The most constructive spirits of the new world did much both directly and indirectly to destroy the old. Critics of the orthodox faith were really destroying the throne and the ancient rule, even when they least designed it. Orthodox supporters of radical reforms rung the knell of the mediaeval faith as much as that of the mediaeval society. The spiritual and temporal organisation of human life had grown up together; and in death it was not divided guided tours istanbul.
Revolution at hand
All through the eighteenth century the intellectual movement was gathering vitality and volume. From the opening years of the epoch the genius of Leibnitz saw the inevitable effect the movement must have upon the old society; and, in his memorable prophecy of the Revolution at hand (1704), he warned the chiefs of that society to prepare for the storm. For three generations France seemed to live only in thought. Action descended to the vilest and most petty level which her history had ever reached. From the death of Colbert, in 1683, until the ministry of Turgot, in 1774, France seemed to have lost the race of great statesmen, and to be delivered over to the intriguer and the sycophant. Well may the historian say that in passing from the politicians of the reign of Louis xv. to the thinkers of the same epoch, we seem to be passing from the world of the pigmies to that of the Titans. Into the world of ideas France flung herself with passion and with hope.

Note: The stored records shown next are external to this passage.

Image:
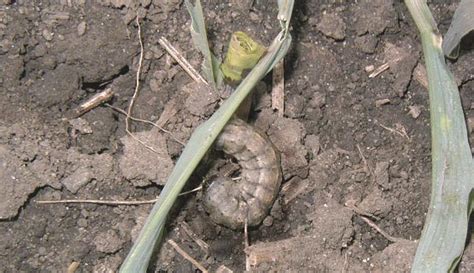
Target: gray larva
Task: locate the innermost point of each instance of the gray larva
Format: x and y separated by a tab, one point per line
230	202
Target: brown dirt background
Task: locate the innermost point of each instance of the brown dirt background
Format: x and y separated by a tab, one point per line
345	138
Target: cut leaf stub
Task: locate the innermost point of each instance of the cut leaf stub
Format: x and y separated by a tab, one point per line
243	54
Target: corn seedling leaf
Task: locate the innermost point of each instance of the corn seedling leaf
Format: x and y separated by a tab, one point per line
200	141
210	64
462	24
444	234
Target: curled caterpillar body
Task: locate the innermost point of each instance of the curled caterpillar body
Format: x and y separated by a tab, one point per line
230	202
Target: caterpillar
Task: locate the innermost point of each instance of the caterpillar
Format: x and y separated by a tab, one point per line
233	203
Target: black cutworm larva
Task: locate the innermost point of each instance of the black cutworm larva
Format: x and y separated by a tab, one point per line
250	198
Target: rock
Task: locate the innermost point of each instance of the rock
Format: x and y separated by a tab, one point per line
366	43
402	60
415	111
318	100
398	255
85	168
294	106
78	179
382	175
376	204
18	182
332	26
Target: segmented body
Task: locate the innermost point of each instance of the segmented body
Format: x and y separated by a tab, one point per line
250	198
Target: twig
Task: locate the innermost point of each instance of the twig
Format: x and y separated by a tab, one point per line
278	90
366	165
359	211
401	131
135	93
93	102
379	70
187	256
146	121
99	202
181	60
379	230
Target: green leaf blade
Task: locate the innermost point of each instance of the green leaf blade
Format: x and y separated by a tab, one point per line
444	235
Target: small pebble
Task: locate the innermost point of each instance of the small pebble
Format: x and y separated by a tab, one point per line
82	223
381	102
81	28
268	221
415	111
47	35
369	68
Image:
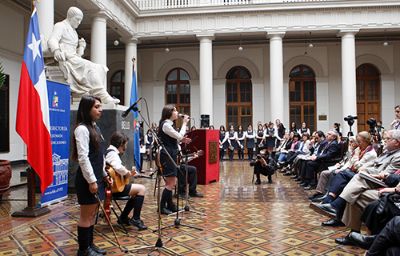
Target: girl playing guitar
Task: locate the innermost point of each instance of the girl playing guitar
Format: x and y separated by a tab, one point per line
118	145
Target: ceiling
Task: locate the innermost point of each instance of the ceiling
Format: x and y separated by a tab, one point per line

The wonderful accumulation of scientific discoveries which followed the achievements of Newton reacted powerfully on religious thought, and even on practical policy. Mathematics, astronomy, physics, chemistry, biology, began to assume the outlined proportion of coherent sciences; and some vague sense of their connection and real unity filled the mind of all.
Out of the physical sciences there emerged a dim conception of a crowning human science, which it was the grand achievement of the eighteenth century to found. History ceased to be a branch of literature; it began to have practical uses for mankind of to-day; and slowly it was recognised as the momentous life-story of man, the autobiography of the human race. Europe no longer absorbed the interest of cultivated thought. The unity of the planet, the community of all who dwell on it, gave a new colour to the whole range of thought; and as the old dogmas of the supernatural Church began to lose their hold on the mind, the new-born enthusiasm of humanity began to fill all hearts.